Use a concurrency-limited queue to parallelize requests without overloading the API or your own infrastructure:

import PQueue from 'p-queue'
 
interface BatchResult {
  id: string
  success: boolean
  error?: string
}
 
async function generateBatch(
  items: { id: string; html: string }[],
  apiKey: string,
  concurrency = 10
): Promise<BatchResult[]> {
  const queue = new PQueue({ concurrency })
  const results: BatchResult[] = []
 
  await queue.addAll(
    items.map(item => async () => {
      try {
        const response = await fetch('https://api.docapi.co/v1/pdf', {
          method: 'POST',
          headers: {
            'x-api-key': apiKey,
            'Content-Type': 'application/json',
          },
          body: JSON.stringify({
            html: item.html,
            options: { format: 'A4', printBackground: true },
          }),
        })
 
        if (!response.ok) {
          const text = await response.text()
          results.push({ id: item.id, success: false, error: `HTTP ${response.status}: ${text}` })
          return
        }
 
        const buffer = Buffer.from(await response.arrayBuffer())
        await uploadToS3(buffer, `pdfs/${item.id}.pdf`)
        results.push({ id: item.id, success: true })
      } catch (err) {
        const msg = err instanceof Error ? err.message : String(err)
        results.push({ id: item.id, success: false, error: msg })
      }
    })
  )
 
  return results
}

concurrency = 10 means at most 10 in-flight requests at once. If each takes 1.5s, 500 PDFs finish in ~75 seconds instead of 12 minutes.

Choosing the right concurrency

The right concurrency depends on your plan limits and PDF complexity:

  • Simple documents (invoices, pay stubs): 10–20 concurrent
  • Complex documents (charts, large images, web fonts): 5–10 concurrent
  • Huge batches (1000+): Use a queue system (see below)

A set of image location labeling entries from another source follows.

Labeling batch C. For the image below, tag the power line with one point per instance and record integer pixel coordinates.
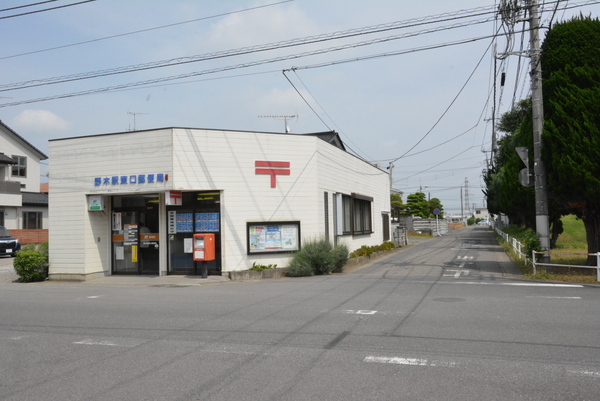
(232, 67)
(47, 9)
(238, 52)
(143, 30)
(26, 5)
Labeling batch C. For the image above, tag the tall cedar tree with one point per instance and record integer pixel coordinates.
(571, 75)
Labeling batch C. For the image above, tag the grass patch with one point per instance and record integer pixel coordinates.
(420, 234)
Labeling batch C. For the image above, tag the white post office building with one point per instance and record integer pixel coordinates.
(131, 202)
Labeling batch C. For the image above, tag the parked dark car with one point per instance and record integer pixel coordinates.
(9, 245)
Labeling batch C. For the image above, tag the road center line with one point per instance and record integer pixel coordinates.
(408, 361)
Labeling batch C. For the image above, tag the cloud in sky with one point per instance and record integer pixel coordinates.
(39, 122)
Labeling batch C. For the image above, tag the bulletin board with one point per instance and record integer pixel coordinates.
(273, 237)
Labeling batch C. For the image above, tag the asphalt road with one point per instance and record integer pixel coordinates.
(443, 320)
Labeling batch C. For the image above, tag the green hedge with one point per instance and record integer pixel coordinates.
(366, 250)
(31, 263)
(317, 256)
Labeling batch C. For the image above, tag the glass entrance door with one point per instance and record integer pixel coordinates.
(125, 242)
(135, 238)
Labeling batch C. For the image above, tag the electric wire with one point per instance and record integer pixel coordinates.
(144, 30)
(27, 5)
(46, 9)
(453, 100)
(238, 66)
(324, 111)
(230, 53)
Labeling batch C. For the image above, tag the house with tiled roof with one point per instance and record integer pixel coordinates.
(23, 207)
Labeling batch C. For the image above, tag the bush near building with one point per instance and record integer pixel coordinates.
(31, 263)
(317, 256)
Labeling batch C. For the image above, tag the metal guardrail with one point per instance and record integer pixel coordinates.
(535, 263)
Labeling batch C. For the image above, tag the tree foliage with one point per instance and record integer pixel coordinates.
(571, 76)
(418, 205)
(504, 192)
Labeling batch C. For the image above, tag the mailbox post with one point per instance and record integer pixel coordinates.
(204, 250)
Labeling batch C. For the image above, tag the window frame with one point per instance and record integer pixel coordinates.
(39, 220)
(356, 214)
(20, 166)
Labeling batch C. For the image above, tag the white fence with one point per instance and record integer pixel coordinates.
(520, 251)
(597, 267)
(515, 245)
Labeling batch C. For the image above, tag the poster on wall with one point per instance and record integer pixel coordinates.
(184, 223)
(207, 222)
(273, 237)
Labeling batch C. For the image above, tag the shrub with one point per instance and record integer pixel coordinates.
(300, 266)
(320, 256)
(317, 256)
(364, 250)
(368, 250)
(260, 267)
(31, 263)
(531, 240)
(341, 256)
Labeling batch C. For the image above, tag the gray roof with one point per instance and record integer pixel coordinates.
(330, 137)
(35, 198)
(6, 159)
(41, 155)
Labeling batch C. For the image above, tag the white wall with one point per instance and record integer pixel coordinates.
(11, 146)
(340, 172)
(198, 160)
(74, 164)
(226, 161)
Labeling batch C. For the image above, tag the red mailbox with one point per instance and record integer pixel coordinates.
(204, 247)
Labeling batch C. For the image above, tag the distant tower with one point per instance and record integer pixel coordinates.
(467, 206)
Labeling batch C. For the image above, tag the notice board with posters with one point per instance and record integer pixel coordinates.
(273, 237)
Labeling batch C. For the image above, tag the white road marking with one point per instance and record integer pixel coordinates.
(588, 373)
(518, 284)
(408, 361)
(456, 273)
(360, 312)
(106, 343)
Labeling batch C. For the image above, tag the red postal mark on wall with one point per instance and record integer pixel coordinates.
(273, 169)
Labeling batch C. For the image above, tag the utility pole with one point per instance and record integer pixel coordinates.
(539, 170)
(510, 12)
(462, 212)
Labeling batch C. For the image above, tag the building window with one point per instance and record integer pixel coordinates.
(356, 214)
(32, 220)
(19, 169)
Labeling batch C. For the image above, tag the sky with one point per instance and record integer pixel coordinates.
(417, 95)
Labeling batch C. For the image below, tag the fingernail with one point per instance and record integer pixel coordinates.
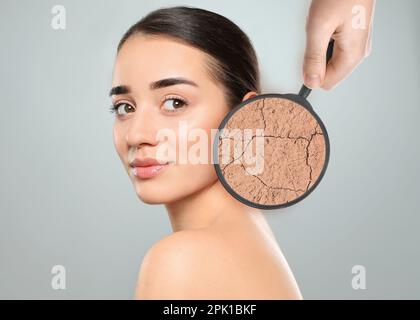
(313, 80)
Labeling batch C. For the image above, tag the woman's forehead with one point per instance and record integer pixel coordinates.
(159, 57)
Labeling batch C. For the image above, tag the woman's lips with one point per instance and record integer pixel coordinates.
(148, 171)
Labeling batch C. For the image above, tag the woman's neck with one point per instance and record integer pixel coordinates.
(202, 208)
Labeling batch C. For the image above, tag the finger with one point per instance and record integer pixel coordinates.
(314, 63)
(342, 63)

Monitor the X-Credits-Remaining header to avoid running out mid-batch:

const response = await fetch('https://api.docapi.co/v1/pdf', { ... })
const remaining = parseInt(response.headers.get('X-Credits-Remaining') ?? '9999')
 
if (remaining < items.length - processed) {
  throw new Error(`Insufficient credits: ${remaining} remaining, ${items.length - processed} left to generate`)
}

Storing PDFs in S3

For batch jobs, stream to S3 rather than holding all buffers in memory:

import { S3Client, PutObjectCommand } from '@aws-sdk/client-s3'
 
const s3 = new S3Client({ region: 'us-east-1' })
 
async function uploadToS3(buffer: Buffer, key: string): Promise<string> {
  await s3.send(new PutObjectCommand({
    Bucket: process.env.PDF_BUCKET!,
    Key: key,
    Body: buffer,
    ContentType: 'application/pdf',
    ServerSideEncryption: 'AES256',
  }))
 
  return `s3://${process.env.PDF_BUCKET}/${key}`
}

For pay stubs and other sensitive documents, enable SSE. For certificates and public reports, you can skip encryption.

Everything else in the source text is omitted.